Он наклонился, чтобы что-то достать из-под сидения, а затем навел это на ночной кошмар. У Ронана ушла секунда, чтобы сообразить, что это было: маленький, на вид выдуманный пистолет, блестящий, как хром.
Ронан нырнул вперед, свернувшись настолько, насколько смог.
Снаружи Кавински выстрелил. От первого выстрела шипение человека-птицы резко прекратилось. От второго тот всем весом рухнул на капот. После существо не двигалось, но Кавински выстрелил еще четырежды, пока на верхних нескольких дюймах лобового стекла Камаро не появились брызги.
Не было никаких звуков, кроме тихого рычания двигателя Митсубиши. Ронан медленно сел.
Кавински все еще высовывал в свое окно хромированное оружие, небрежно висевшее на его руке. Казалось, он наслаждался собой или, по крайней мере, был необеспокоен.
Ронан должен был продолжать напоминать себе, что он не спал. Не потому, что он не чувствовал себя бодрствующим, а потому что все, что только что произошло, ощущалось столь остро, будто он спал. Он открыл дверь — казалось бессмысленным оставаться там, где он был, так как Камаро точно никуда не направлялась — и вышел.
Стоя на асфальте, он уставился на мертвый ночной кошмар перед разбитым Камаро, а потом взглянул на Кавински.
— Постарайся держаться, Линч, — сказал Кавински. Он ретировался назад в машину, и на мгновение Ронан забеспокоился, что он уедет. Кавински не был союзником, но он был человеком, он был живой и только что спас Ронану жизнь, а это уже что-то. Но Кавински просто возвратил оружие туда, откуда его достал и прогнал Митсубиши дальше на обочину.
Он присоединился к Ронану рядом с Камаро, ботинки хрустели по осколкам стекла.
— Ну, хреново дело, — одобрительно сказал Кавински.
И так оно и было. Мягкая линия, по которой Ронан пробегался рукой всего часы назад, теперь была изогнута, металл обнимал телефонный столб. Одно из колес оторвалось и валялось в канаве через несколько метров. Даже запах в воздухе свидетельствовал о беде: химикаты разлились и что-то плавилось.
Ронан провел рукой по затылку. Он чувствовал, как его сердце разваливается внутри. Каждая стена падала отдельно, разрушая ту, что перед ней.
— Он меня убьет. Черт побери. Он меня убьет.
Кавински указал на ночной кошмар.
— Нет, оно бы тебя убило, чувак. А Гэнси тебя простит, чувак. Он не хочет спать в одиночестве.
Ронан внезапно решил, что его все достало. Он схватился за лямки на майке Кавински и дернул его.

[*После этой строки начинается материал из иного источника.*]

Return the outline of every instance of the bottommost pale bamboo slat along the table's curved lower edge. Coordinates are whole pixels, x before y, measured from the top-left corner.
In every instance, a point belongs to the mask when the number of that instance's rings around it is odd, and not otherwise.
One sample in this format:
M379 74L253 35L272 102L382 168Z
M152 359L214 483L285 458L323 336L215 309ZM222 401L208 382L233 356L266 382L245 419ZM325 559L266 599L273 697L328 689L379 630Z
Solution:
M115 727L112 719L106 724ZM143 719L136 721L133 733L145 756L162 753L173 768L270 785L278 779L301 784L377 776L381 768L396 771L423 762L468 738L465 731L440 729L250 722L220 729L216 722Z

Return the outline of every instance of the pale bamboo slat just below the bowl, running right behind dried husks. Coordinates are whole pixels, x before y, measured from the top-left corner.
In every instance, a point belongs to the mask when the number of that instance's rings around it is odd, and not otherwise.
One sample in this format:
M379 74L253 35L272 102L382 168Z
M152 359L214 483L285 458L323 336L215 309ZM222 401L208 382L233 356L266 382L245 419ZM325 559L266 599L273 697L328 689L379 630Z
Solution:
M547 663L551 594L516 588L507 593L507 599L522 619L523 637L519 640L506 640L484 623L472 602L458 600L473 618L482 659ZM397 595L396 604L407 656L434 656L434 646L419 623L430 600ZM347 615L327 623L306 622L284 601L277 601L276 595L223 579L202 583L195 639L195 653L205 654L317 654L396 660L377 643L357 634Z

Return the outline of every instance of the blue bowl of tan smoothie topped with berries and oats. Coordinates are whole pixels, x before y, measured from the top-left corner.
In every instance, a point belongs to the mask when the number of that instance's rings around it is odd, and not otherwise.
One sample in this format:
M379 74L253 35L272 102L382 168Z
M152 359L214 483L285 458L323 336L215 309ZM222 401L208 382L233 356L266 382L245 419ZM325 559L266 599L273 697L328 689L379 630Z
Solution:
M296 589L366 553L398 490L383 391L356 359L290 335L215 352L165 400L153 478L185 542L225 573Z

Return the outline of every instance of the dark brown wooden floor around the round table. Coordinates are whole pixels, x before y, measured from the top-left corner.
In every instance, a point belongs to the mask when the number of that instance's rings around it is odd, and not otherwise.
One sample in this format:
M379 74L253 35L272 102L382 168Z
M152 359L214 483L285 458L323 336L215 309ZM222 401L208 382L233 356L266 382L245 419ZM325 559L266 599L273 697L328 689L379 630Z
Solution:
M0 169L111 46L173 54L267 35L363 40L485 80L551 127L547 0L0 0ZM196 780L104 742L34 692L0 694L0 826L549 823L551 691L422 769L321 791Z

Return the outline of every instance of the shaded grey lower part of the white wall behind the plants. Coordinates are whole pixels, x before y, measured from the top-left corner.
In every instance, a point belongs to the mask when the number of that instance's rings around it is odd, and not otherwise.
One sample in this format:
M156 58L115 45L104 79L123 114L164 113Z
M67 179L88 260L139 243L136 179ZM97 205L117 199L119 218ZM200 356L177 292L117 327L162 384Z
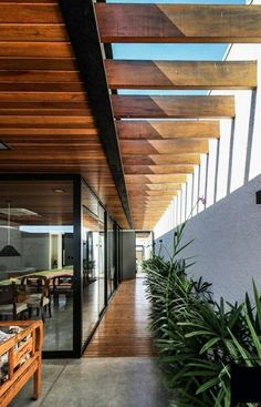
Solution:
M261 291L261 205L255 204L259 190L261 175L188 221L184 242L195 242L181 256L196 256L191 272L213 284L217 299L242 299L244 292L252 289L252 278ZM156 251L163 240L163 253L171 253L173 235L169 231L158 237Z

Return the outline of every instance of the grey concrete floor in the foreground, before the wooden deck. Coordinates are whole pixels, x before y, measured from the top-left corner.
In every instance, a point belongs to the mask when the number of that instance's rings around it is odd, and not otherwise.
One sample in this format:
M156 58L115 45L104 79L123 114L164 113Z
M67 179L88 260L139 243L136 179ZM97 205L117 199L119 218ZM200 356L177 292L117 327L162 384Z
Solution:
M9 407L168 407L156 358L44 360L42 394L32 383Z

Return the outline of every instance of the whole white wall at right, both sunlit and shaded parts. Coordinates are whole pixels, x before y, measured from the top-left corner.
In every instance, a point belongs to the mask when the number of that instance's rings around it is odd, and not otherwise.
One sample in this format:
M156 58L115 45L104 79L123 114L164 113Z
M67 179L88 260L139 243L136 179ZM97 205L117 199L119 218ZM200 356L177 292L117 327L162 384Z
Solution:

— Хватит уже! Это не твоя долбанная Митсу. Я не могу прогуляться до магазина и купить к завтрашнему дню такую же.
Проницательно глядя на Ронана, Кавински высвободился из его пальцев. Он наблюдал за тем, как Ронан дернулся назад, забегал туда-сюда, закинув руки за голову, бросая взгляд на дорогу, чтобы посмотреть, не проедет ли какая-нибудь машина. Но ничего не исправлялось, как бы Ронан на все не смотрел.
— Слушай, Линч, — сказал Кавински. — Все просто. Сконцентрируй свой кельтский мозг на этой идее. Что делает твоя мамочка, когда её золотая рыбка подыхает?
Ронан перестал метаться.
— Я же говорил тебе. Это не твоя рисомолка. Я могу ему достать другую, но это будет другая. А он не хочет другую машину. Он хочет именно эту.
— Я буду не хило терпеливым с тобой, — продолжал Кавински, — потому что ты отхватил травму башки. Ты ни слова не слышишь из того, что я говорю.
Ронан выбросил руку в направление Свиньи.
— Это не золотая рыбка.
— Народ, как же вы любите все драматизировать. Я собираюсь открыть багажник, а ты собираешься соскрести в него эту дрянь. А потом мы отправимся в путешествие, чтобы подобрать концептуально подходящее поле.